"Wert thou in jail, sir?" said the Pearl.

"Did I say so? Life is a jail, my good Margaret; we are all prisoners." The girl understood, and asked no more. Crossing the Potter's Field, now Washington Square, they leaped over the brook that ran through it from the northwest.

"Here below us lie the dead prisoners of your war, Pearl. The jail was safe, but now they are free. God rest their souls! There's room for more." Scarcely was there room in that summer of '93. Passing the Bettering House on Spruce Street Road, and so on and out to the Schuylkill, they crossed the floating bridge, and from the deep cutting where Gray's Lane descended to the river, climbed the slope, and sat down and waited.

Very soon across the river thousands of men gathered and a few women. The bridge was lined with people and some collected on the bank and in the lane below them, on the west side of the stream.

Hauterive, the French consul at New York, and Mr. Duponceau and Alexander Dallas of the Democratic Club, stood near the water on the west end of the bridge, waiting to welcome Genêt. "I like it very well," said Schmidt; "but the play will not run long."

"Oh, they are coming!" cried Margaret. This was interesting. She was curious, excited and with her bonnet off, as De Courval saw, bright-eyed, eager, and with isles of color mysteriously passing over her face, like rose clouds at evening.

A group of horsemen appeared on the top of the hill above them, one in front. "Genêt, I suppose," said De Courval. A good-looking man, florid, smiling, the tricolor on the hat in his hand, he bowed to right and left, and honored with a special salute mademoiselle, near-by on the bank. He had the triumphant air of a very self-conscious conqueror. Cheers greeted him. "Vive la république! D—— George Washington! Hurrah for Citizen Genêt!" with waving of French flags. He stopped below them in the lane. A boy in the long pantaloons of protest, with the red cap of the republic on his head, was lifted up to present a bouquet of three colors made of paper flowers. Citizen Genêt gave him the fraternal kiss of liberty, and again the crowd cheered. "Are these people crazy?" asked the Quaker maiden, used to Friends' control of emotion.

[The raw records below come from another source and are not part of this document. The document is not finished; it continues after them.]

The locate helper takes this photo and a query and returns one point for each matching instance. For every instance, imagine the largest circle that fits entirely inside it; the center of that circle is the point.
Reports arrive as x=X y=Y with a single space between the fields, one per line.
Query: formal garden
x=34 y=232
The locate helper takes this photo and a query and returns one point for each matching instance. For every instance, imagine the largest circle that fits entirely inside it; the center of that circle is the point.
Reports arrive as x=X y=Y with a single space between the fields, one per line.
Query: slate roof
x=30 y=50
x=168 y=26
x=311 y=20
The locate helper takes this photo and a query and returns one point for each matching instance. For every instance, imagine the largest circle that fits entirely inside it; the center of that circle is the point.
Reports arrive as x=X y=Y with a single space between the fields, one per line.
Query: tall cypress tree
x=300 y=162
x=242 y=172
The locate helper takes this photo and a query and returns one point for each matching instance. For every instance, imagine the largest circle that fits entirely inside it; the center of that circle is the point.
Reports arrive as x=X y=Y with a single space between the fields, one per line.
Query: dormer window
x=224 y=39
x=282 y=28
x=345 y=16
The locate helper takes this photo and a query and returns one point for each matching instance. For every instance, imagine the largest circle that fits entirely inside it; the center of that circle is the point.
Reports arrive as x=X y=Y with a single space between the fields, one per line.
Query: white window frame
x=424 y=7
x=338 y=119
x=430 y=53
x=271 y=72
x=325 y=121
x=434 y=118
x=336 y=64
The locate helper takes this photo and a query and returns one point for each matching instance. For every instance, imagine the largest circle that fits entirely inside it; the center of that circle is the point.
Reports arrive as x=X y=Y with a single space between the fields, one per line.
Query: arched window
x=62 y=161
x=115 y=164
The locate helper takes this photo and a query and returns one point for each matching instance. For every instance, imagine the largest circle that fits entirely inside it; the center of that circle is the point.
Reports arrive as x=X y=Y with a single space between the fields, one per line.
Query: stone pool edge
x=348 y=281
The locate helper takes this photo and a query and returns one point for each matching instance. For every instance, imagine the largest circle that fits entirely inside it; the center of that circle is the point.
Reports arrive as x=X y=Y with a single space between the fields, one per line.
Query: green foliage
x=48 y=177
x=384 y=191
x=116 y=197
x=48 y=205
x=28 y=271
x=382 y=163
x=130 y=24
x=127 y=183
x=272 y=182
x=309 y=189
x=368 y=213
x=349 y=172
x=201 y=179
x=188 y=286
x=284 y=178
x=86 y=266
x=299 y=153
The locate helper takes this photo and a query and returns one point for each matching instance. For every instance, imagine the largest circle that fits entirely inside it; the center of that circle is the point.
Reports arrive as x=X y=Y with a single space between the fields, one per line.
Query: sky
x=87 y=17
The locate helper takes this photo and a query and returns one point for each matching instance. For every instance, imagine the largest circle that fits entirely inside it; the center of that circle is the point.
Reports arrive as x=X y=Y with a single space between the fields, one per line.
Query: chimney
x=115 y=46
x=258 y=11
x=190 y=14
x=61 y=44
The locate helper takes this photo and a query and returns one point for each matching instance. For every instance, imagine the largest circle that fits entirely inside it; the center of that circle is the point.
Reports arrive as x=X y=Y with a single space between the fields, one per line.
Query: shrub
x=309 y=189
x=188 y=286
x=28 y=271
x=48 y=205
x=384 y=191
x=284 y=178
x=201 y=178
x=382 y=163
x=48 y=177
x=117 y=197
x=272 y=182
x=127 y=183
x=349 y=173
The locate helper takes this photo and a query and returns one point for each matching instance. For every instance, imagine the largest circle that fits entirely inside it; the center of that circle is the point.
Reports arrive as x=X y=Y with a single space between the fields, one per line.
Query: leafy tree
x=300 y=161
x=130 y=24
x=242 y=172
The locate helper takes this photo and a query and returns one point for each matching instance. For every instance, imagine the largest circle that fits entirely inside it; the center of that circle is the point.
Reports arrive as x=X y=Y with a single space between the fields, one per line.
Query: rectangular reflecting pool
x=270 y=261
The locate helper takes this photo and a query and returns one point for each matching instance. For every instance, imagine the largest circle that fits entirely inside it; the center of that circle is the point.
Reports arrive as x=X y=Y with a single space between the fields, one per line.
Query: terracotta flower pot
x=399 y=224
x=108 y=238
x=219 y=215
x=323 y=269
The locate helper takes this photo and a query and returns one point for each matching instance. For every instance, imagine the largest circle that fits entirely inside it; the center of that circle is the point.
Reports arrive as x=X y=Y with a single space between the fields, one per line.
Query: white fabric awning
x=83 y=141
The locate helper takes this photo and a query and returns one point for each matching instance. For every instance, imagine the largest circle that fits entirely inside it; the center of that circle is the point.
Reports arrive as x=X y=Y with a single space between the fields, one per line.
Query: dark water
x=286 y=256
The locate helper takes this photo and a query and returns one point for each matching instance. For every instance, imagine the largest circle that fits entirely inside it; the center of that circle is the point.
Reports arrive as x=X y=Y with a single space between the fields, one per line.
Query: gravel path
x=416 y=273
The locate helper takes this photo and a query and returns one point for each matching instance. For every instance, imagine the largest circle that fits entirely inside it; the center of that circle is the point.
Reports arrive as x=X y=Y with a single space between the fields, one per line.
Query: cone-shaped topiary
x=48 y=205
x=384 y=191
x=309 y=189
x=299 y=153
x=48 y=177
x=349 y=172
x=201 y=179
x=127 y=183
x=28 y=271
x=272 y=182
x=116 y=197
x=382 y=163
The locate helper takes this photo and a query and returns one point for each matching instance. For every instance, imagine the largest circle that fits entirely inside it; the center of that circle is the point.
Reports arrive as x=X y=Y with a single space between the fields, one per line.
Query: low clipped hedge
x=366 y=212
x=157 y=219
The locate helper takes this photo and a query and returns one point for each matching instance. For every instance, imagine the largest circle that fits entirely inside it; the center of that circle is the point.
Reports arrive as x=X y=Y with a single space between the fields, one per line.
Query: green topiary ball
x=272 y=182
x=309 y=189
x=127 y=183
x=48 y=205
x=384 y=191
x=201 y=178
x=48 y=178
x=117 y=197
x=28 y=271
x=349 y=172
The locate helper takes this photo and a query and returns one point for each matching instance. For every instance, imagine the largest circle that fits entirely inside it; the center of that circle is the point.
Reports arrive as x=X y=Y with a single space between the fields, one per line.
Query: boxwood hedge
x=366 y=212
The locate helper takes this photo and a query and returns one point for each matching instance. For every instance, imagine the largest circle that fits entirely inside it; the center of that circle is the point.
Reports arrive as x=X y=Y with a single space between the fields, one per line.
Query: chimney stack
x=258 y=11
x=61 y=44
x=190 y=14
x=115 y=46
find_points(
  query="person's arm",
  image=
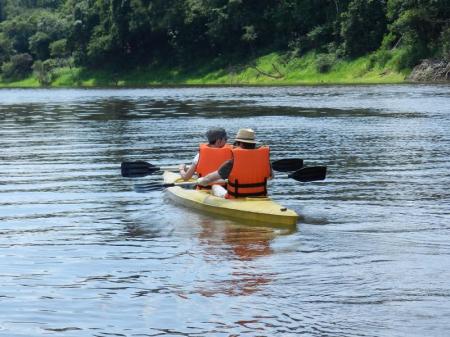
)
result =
(187, 173)
(222, 173)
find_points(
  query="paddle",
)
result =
(141, 168)
(309, 174)
(304, 175)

"Mad? Yes, a little." Genêt had paused at the bridge. Mr. Dallas was making him welcome to the capital. David Rittenhouse stood by, silent in adoration, his attention divided between Genêt and a big bun, for he had missed his dinner.

"It is all real," said the German. "The bun doth equally well convince. Oh, David, didst thou but dream how comic thou art!" Meanwhile De Courval by turns considered the fair face and the crowd, too tragically reminded to be, like Schmidt, altogether amused.

But surely here indeed was comedy, and for many of this careless multitude a sad ending of politics in the near summer months.